Die Maßnahmen zur Beruhigung des Klägers bei den regelmäßig auftretenden Schreiattacken stellten keinen Betreuungs- oder Hilfsaufwand im Sinne des WPGG dar, weshalb der dafür festgesetzte Zeitwert von 15 Stunden monatlich entgegen der Rechtsansicht des Erstgerichts bei der Ermittlung des Pflegebedarfs nicht zu berücksichtigen sei. Daraus folge, dass der Pflegebedarf des Klägers für den Zeitraum vom 1. 9. 2006 bis 31. 1. 2007 insgesamt 44 Stunden monatlich (= 6 Stunden für die Einnahme von Medikamenten und 38 Stunden für Mobilitätshilfe im weiteren Sinn) betrage. Da der Kläger in seiner Berufungsbeantwortung den noch zu klärenden Pflegeaufwand im Zusammenhang mit der Bobath-Therapie mit zwei Stunden monatlich begrenzt habe, erfülle er für den Zeitraum vom 1. 9. 2006 bis 31. 1. 2007 selbst unter Berücksichtigung eines solchen zusätzlichen Pflegeaufwands nicht die Voraussetzungen für die Gewährung des Pflegegelds. Für den Zeitraum ab 1. 2. 2007 betrage der Pflegebedarf unter Berücksichtigung der notwendigen Hilfe bei der Einnahme von Mahlzeiten im Ausmaß von 30 Stunden monatlich jedenfalls insgesamt 74 Stunden monatlich, sodass dem Kläger für diesen Zeitraum jedenfalls ein Pflegegeld der Stufe 1 zustehe. Ob der Pflegebedarf für diesen Zeitraum auch den für die Gewährung der Pflegegeldstufe 2 festgelegten Schwellenwert von mehr als 75 Stunden monatlich erreiche, sei von der noch zu klärenden Frage abhängig, ob im Zusammenhang mit der Bobath-Therapie ein zusätzlicher Bedarf für Mobilitätshilfe im weiteren Sinn bestehe.
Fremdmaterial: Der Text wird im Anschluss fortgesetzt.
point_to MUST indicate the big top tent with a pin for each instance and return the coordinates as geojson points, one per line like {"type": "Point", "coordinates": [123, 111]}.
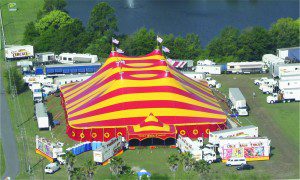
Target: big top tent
{"type": "Point", "coordinates": [138, 98]}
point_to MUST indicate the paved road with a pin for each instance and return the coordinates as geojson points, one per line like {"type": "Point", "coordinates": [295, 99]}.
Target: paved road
{"type": "Point", "coordinates": [12, 161]}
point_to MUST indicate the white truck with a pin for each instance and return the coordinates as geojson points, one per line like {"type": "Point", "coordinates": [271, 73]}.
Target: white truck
{"type": "Point", "coordinates": [37, 94]}
{"type": "Point", "coordinates": [71, 58]}
{"type": "Point", "coordinates": [42, 116]}
{"type": "Point", "coordinates": [18, 51]}
{"type": "Point", "coordinates": [246, 67]}
{"type": "Point", "coordinates": [244, 131]}
{"type": "Point", "coordinates": [286, 69]}
{"type": "Point", "coordinates": [211, 82]}
{"type": "Point", "coordinates": [289, 84]}
{"type": "Point", "coordinates": [260, 80]}
{"type": "Point", "coordinates": [186, 145]}
{"type": "Point", "coordinates": [238, 101]}
{"type": "Point", "coordinates": [251, 148]}
{"type": "Point", "coordinates": [286, 95]}
{"type": "Point", "coordinates": [107, 150]}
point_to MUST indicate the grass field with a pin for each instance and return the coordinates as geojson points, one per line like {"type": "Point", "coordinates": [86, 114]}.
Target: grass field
{"type": "Point", "coordinates": [2, 160]}
{"type": "Point", "coordinates": [280, 122]}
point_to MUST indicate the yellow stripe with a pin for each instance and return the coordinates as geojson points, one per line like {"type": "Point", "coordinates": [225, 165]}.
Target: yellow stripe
{"type": "Point", "coordinates": [131, 113]}
{"type": "Point", "coordinates": [144, 97]}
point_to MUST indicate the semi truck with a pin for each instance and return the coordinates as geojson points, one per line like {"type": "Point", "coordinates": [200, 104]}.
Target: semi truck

Da zur Frage, ob Warte- und Behandlungszeiten bei Arztbesuchen und Therapien in das zeitliche Ausmaß der Mobilitätshilfe im weiteren Sinn einzubeziehen seien, eine Rechtsprechung des Obersten Gerichtshofs fehle, sei die Revision gegen den meritorischen Teil der Entscheidung des Berufungsgerichts und der Rekurs gegen den aufhebenden Teil dieser Entscheidung zulässig.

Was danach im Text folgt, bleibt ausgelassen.